# well i found this forum in the end.hello every one.



## macro junkie (Oct 29, 2007)

hey there..i just found your forum after searching on google for mantis forums...thank god i found this place..i have 3 preymantis and im about to order the orchid mantis in a sec...im a macro photographer so i have lots of to show u guys..im so glad i have found a prey mantis forum..i was loosing hope thinking noone has one...im after help on the orchid mantis and how i can look after it..iv been reading there a bit harder than some..oh and i wanted to know about the colour of it..i was reading that over time it moults and it will change colour to its surroundings..?is this true..if so do i need pink plastic flowers?


----------



## macro junkie (Oct 29, 2007)

oh i posted my pics a bit to large and your web site resized them for me..i think its lost a bit of detail..next time i upload which wil be in a bit il use your gallery..


----------



## Malnra (Oct 29, 2007)

Hello and welcome to the forum. I am a noob here also.

What lens are you using to take those shots ? They look nice and I was curious.


----------



## Guest (Oct 29, 2007)

Geoff_K said:


> Hello and welcome to the forum. I am a noob here also.What lens are you using to take those shots ? They look nice and I was curious.

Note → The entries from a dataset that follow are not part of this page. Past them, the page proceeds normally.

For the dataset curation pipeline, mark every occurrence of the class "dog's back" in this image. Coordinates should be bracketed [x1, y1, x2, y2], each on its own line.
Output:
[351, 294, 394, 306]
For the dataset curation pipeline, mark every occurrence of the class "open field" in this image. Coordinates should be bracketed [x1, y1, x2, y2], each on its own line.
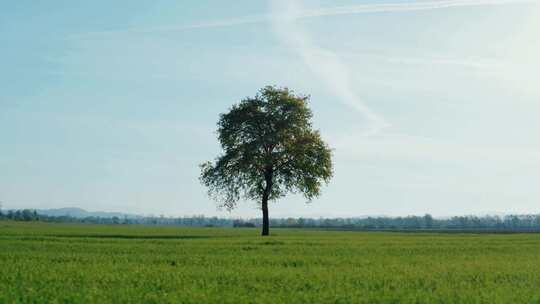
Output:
[0, 222, 540, 303]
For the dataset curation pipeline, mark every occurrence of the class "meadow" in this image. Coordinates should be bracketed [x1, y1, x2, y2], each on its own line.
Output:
[0, 221, 540, 303]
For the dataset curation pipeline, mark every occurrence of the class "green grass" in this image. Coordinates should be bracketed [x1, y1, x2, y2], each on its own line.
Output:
[0, 222, 540, 303]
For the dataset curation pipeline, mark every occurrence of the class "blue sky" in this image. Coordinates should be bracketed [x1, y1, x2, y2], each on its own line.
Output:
[0, 0, 540, 217]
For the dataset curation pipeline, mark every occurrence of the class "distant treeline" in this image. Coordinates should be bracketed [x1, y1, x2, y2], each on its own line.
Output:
[0, 209, 540, 231]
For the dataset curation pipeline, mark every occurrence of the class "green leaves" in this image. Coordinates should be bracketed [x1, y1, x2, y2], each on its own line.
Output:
[200, 86, 332, 209]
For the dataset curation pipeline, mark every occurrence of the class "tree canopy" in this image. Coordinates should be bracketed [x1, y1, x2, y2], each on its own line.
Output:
[200, 86, 332, 235]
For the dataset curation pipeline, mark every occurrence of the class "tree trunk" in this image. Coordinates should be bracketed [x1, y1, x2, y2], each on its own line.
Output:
[261, 193, 270, 236]
[261, 167, 274, 236]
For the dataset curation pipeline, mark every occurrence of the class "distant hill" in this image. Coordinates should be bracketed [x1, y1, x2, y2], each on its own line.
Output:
[36, 208, 141, 218]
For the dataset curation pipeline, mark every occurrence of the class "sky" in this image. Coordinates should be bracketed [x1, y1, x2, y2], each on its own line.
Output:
[0, 0, 540, 217]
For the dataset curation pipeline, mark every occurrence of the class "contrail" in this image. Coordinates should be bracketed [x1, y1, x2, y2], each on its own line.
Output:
[80, 0, 540, 34]
[271, 0, 389, 135]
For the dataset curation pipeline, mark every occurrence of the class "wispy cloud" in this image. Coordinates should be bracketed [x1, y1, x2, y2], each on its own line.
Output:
[78, 0, 540, 34]
[271, 0, 389, 135]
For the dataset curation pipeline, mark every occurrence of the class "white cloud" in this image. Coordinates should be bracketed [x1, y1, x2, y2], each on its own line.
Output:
[271, 0, 389, 135]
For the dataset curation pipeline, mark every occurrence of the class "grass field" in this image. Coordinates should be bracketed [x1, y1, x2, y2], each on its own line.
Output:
[0, 222, 540, 303]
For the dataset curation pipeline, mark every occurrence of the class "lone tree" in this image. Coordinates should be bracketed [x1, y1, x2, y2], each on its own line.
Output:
[200, 86, 332, 235]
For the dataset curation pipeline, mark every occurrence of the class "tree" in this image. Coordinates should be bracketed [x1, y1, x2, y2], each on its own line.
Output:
[200, 86, 332, 235]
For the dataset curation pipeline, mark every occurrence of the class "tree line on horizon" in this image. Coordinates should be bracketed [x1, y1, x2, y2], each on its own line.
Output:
[0, 209, 540, 231]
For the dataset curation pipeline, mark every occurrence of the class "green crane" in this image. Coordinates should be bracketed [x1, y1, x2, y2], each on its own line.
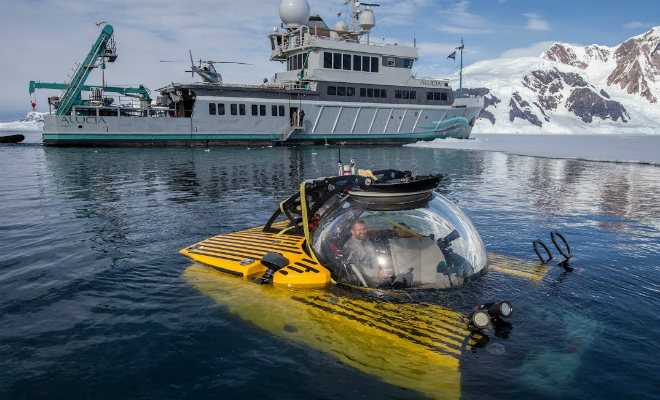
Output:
[29, 81, 151, 102]
[29, 25, 151, 115]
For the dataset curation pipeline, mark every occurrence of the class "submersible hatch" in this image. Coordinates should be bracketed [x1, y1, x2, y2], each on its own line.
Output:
[181, 164, 488, 289]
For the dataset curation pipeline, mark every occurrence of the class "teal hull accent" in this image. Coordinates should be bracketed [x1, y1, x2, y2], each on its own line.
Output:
[419, 117, 470, 131]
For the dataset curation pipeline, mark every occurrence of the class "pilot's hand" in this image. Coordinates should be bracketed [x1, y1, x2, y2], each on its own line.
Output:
[378, 268, 394, 278]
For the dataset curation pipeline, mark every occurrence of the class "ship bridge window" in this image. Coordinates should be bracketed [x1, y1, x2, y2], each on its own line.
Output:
[353, 56, 362, 71]
[342, 54, 351, 71]
[426, 92, 448, 101]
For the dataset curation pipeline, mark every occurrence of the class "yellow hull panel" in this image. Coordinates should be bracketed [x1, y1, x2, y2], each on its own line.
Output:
[180, 222, 330, 287]
[183, 264, 470, 399]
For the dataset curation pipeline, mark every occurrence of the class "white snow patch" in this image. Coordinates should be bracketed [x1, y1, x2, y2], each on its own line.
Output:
[407, 134, 660, 165]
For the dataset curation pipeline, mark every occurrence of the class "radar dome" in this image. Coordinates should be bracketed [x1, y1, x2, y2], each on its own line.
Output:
[335, 21, 348, 31]
[358, 7, 376, 31]
[278, 0, 310, 28]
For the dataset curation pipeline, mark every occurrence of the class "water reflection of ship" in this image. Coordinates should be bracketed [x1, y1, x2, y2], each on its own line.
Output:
[470, 152, 660, 233]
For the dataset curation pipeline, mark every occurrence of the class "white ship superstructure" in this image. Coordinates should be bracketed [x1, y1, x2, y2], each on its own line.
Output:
[32, 0, 483, 146]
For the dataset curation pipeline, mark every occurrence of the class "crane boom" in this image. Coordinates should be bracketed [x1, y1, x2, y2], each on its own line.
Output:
[29, 81, 151, 101]
[57, 25, 116, 115]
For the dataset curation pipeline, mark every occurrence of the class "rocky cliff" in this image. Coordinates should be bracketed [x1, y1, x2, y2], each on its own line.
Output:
[463, 27, 660, 133]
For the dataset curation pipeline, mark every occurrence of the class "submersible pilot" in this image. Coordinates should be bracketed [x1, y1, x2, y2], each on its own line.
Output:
[342, 219, 393, 284]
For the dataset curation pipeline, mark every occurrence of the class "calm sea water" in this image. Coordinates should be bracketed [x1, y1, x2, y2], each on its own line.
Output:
[0, 132, 660, 400]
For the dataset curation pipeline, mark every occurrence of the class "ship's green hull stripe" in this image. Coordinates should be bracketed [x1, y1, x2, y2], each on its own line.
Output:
[419, 117, 470, 131]
[44, 132, 466, 141]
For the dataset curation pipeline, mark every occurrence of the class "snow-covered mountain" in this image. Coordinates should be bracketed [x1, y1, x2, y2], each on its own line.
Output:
[0, 111, 47, 131]
[463, 27, 660, 133]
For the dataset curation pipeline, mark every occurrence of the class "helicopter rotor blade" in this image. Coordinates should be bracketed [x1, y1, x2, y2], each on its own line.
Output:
[204, 61, 252, 65]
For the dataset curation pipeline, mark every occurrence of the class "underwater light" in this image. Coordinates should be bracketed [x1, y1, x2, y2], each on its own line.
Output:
[467, 310, 490, 329]
[480, 301, 513, 318]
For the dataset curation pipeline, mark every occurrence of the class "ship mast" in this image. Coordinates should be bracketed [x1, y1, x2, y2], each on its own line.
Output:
[456, 38, 465, 99]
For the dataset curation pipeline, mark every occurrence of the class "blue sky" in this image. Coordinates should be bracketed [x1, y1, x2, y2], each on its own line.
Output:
[0, 0, 660, 121]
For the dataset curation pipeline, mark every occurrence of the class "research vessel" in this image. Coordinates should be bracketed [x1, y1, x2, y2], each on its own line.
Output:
[30, 0, 483, 146]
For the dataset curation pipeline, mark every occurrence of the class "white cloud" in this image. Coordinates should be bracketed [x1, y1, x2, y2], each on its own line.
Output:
[523, 13, 550, 31]
[434, 1, 492, 34]
[623, 21, 653, 29]
[500, 41, 555, 58]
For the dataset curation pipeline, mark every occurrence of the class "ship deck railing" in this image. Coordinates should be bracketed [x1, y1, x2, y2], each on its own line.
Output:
[71, 106, 176, 118]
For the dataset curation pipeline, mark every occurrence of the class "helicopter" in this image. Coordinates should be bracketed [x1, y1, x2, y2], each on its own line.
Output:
[160, 50, 252, 83]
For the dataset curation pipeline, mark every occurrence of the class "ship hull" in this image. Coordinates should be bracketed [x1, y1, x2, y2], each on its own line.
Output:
[43, 96, 483, 147]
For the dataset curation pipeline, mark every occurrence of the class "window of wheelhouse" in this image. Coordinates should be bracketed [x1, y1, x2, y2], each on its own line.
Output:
[353, 56, 362, 71]
[362, 57, 371, 72]
[323, 51, 332, 69]
[342, 54, 351, 71]
[371, 57, 378, 72]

i dont blame u..u aint seen nothing yet..cheack my gallery out! http://www.flickr.com/photos/hooked_on_macro/

to get these shots i use canon 400D- lens is canons MPE-65 1-5x its amazing..about 400-500£ its deadicated macro lens so u know a 100mm macro lens at full zoom ie 1:1? well this lens at a min focus does 1:1..max it does 5:1..pretty cool..oh your need a real good flash to..any 2 macro flashes fomr canon will do..i use the best one MT-24EX..u need any help just let me know.


----------



## hibiscusmile (Oct 29, 2007)

Welcome, from OHIO


----------



## acerbity (Oct 29, 2007)

Just checked out all your photos, very nice work! ^_^


----------



## Rick (Oct 29, 2007)

Welcome. Nice pics!


----------



## macro junkie (Oct 29, 2007)

thanks for the warm welcome..i love the info here..great site.


----------



## Ian (Oct 30, 2007)

Hey Scott, Ian here =)

Welcome to the forum.


----------